Aujourd'hui, l'Etat a deux objectifs fondamentaux: le premier d'entre eux, assurer les conditions pour la production et la reproduction du capitalisme, et le second, assurer sa légitimité et son contrôle. Pour cette raison, aujourd'hui l'Etat est un pilier solide du capitalisme.
L'Etat extrapole le cadre politique et fonctionne comme un agent économique du capitalisme, travaillant pour prévenir ou minimiser le rôle de ses crises ou la chute de son taux de profit. Cela peut se produire de plusieurs façons: par l'octroi de prêts à des secteurs centraux de l'économie, incitant au développement de secteurs de l'économie, par l’annulation de dettes, la réorganisation du système d'import / export, en subventionnant des produits, par la génération de revenus par la vente de produits d’entreprises publiques, etc Les plans d’assistance sociale ont également un rôle important car ils augmentent le pouvoir d'achat de secteurs de la population, stimulant et alimentant l'économie capitaliste. En outre, l'État crée des lois visant à garantir l'accumulation à long terme des capitalistes et veiller à ce que la soif de profit des capitalistes ne mette pas le système lui-même à risque.
Dans le cadre du processus historique, il a été constaté qu'il n'y a aucun moyen de maintenir un système fondé uniquement sur la répression. L'Etat, qui s’est lui-même maintenu de cette façon pendant tant d'années, a été progressivement modifié, afin de garantir la légitimité du capitalisme. Un Etat qui défend clairement la position des capitalistes pourrait intensifier la lutte de classe et il n'y a donc rien de mieux, du point de vue des capitalistes, que de lui donner un aspect de la neutralité. Lui donner l'apparence d'un organisme indépendant - ou même autonome- par rapport à la classe dirigeante ou au capitalisme lui-même -. Visant toujours à calmer la lutte des classes par des mesures étatiques développées en faveur des classes exploitées, dès lors qu’avec de meilleures conditions de vie il y a moins de chance de radicalisme. D'autre part, les mouvements de travailleurs organisés ont réussi à imposer des mesures à l'état qui leur apporte des avantages, même au détriment des capitalistes.
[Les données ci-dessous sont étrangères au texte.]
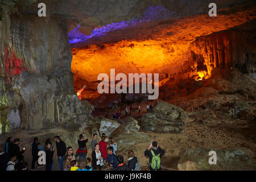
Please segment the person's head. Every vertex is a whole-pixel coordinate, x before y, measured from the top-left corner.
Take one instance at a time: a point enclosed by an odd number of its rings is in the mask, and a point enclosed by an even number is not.
[[[90,166],[90,164],[92,163],[92,160],[90,160],[90,158],[86,158],[86,162],[87,162],[87,165]]]
[[[47,149],[49,149],[50,148],[51,148],[51,143],[46,143],[44,146],[44,149],[47,150]]]
[[[98,137],[98,135],[96,133],[93,134],[93,139],[94,140],[97,140],[97,138]]]
[[[73,148],[72,147],[68,147],[67,148],[67,151],[68,152],[68,155],[71,155],[73,154]]]
[[[128,158],[133,158],[134,156],[134,152],[130,150],[128,151]]]
[[[56,142],[60,142],[60,136],[54,136],[54,140]]]
[[[11,157],[11,161],[12,162],[14,162],[14,161],[15,161],[16,159],[17,159],[17,156],[16,156],[15,155],[13,155],[13,156]]]
[[[64,162],[64,168],[71,168],[71,162],[73,160],[73,156],[72,155],[68,155],[65,161]]]
[[[152,146],[153,146],[153,148],[156,148],[158,147],[158,143],[156,141],[154,141],[152,142]]]
[[[34,138],[34,142],[38,142],[38,138],[35,137],[35,138]]]
[[[79,135],[79,139],[82,139],[84,138],[84,134]]]
[[[119,164],[123,163],[123,157],[122,155],[118,155],[117,156],[117,162]]]
[[[113,148],[112,146],[109,147],[108,148],[108,154],[110,155],[112,155],[114,152],[114,148]]]
[[[10,142],[11,142],[11,136],[8,137],[6,139],[6,142],[10,143]]]
[[[18,157],[18,161],[19,162],[24,162],[24,156],[23,155],[20,155]]]
[[[87,162],[86,159],[81,159],[79,163],[78,167],[80,169],[84,169],[85,168],[85,166],[87,166]]]
[[[51,142],[51,140],[49,138],[46,140],[46,144],[47,143],[52,144],[52,142]]]
[[[114,139],[113,138],[109,138],[109,141],[110,144],[114,144]]]
[[[110,168],[110,164],[109,164],[109,161],[108,159],[104,159],[103,161],[103,166],[102,170],[102,171],[106,171],[108,170],[109,168]]]
[[[100,150],[100,146],[99,146],[98,143],[96,143],[95,144],[94,150],[96,150],[97,151]]]
[[[19,139],[15,138],[15,139],[14,139],[13,143],[15,143],[15,144],[19,144]]]
[[[72,167],[77,167],[78,166],[77,161],[76,160],[71,161],[71,166]]]

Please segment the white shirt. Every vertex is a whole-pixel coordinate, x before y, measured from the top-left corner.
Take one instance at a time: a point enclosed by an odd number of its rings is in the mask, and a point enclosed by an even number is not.
[[[101,160],[98,160],[98,159],[101,156],[101,153],[100,150],[98,151],[98,153],[97,153],[96,151],[95,151],[95,153],[96,153],[96,159],[97,160],[97,165],[99,165],[101,164]]]
[[[8,166],[8,164],[10,164]],[[15,162],[13,163],[11,161],[9,161],[7,163],[8,166],[6,168],[6,171],[14,171],[14,165],[15,165]]]

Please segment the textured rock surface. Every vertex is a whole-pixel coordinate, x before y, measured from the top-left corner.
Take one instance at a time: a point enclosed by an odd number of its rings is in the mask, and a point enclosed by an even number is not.
[[[140,126],[138,125],[138,121],[131,117],[126,118],[123,121],[122,127],[127,132],[136,133],[139,131]]]
[[[148,132],[180,133],[188,114],[182,109],[163,101],[158,102],[153,110],[142,118],[142,125]]]
[[[115,121],[104,118],[101,121],[99,131],[101,135],[102,133],[105,133],[106,136],[110,136],[111,134],[119,126],[120,124]]]
[[[28,130],[60,124],[69,128],[84,126],[93,107],[82,105],[73,90],[66,25],[57,19],[36,15],[7,16],[0,22],[0,49],[11,50],[1,55],[5,65],[1,73],[5,76],[1,81],[1,108],[5,109],[1,114],[2,131],[9,131],[10,123],[5,118],[11,109],[19,110],[20,127]],[[10,60],[14,64],[7,69]],[[13,73],[7,74],[10,70]]]
[[[217,165],[210,165],[208,153],[215,151]],[[178,165],[180,170],[255,170],[252,165],[252,151],[245,148],[226,148],[221,150],[213,148],[189,148],[183,154],[180,162],[189,159]]]

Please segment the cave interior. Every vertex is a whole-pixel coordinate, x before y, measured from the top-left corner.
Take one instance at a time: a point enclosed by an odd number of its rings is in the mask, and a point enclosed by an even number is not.
[[[0,144],[20,138],[30,161],[36,136],[57,134],[76,148],[82,132],[105,132],[143,165],[141,149],[156,140],[167,170],[255,170],[256,2],[215,1],[210,17],[209,1],[43,0],[39,17],[38,1],[3,1]],[[98,76],[111,69],[158,73],[158,98],[99,93]]]

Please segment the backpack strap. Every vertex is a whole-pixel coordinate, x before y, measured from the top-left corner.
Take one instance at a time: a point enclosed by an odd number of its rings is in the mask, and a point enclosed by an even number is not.
[[[152,155],[153,155],[153,157],[154,157],[154,156],[155,156],[155,153],[154,153],[153,150],[151,150],[150,151],[151,151]]]
[[[14,164],[13,164],[13,163],[10,163],[10,164],[8,164],[6,166],[6,167],[7,167],[7,166],[9,166],[10,165],[13,165],[13,166],[14,166]]]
Comme avec la démocratie représentative, des mesures qui améliorent les conditions pour les travailleurs servent toujours, pour l'Etat, d’outil idéologique pour faire passer cette idée de neutralité, d'indépendance et d'autonomie. Cependant, on devrait plutôt en tirer comme leçon le fait que, comme l'État a l'obligation de garantir sa légitimité, cela ouvre souvent de l'espace pour les travailleurs organisés afin d’imposer des mesures en leur faveur. Il est donc nécessaire
[...] d’arracher aux gouvernements et aux capitalistes toutes les améliorations de l'ordre politique et économique de telle sorte que cela rende les conditions de lutte moins difficile pour nous et que cela augmente le nombre de ceux qui luttent consciemment. Il est donc nécessaire, de les arracher par des moyens qui préparent la voie à l'avenir et n'impliquent pas la reconnaissance de l'ordre actuel [44].
Néanmoins, il convient de garder à l'esprit que l'Etat, comme pilier solide du capitalisme, cherche à le maintenir et que, si le capitalisme est un système d'exploitation et de domination, l'État ne peut rien faire d'autre, que de maintenir les relations de classe qui existent en son sein . De cette façon, l'État défend les capitalistes au détriment du travailleur, qui ne possédant que "son bras comme une richesse, n'a rien à attendre de l'Etat; ne rencontrant en lui qu’une organisation conçue pour faire obstacle à leur émancipation à tout prix" [ 45].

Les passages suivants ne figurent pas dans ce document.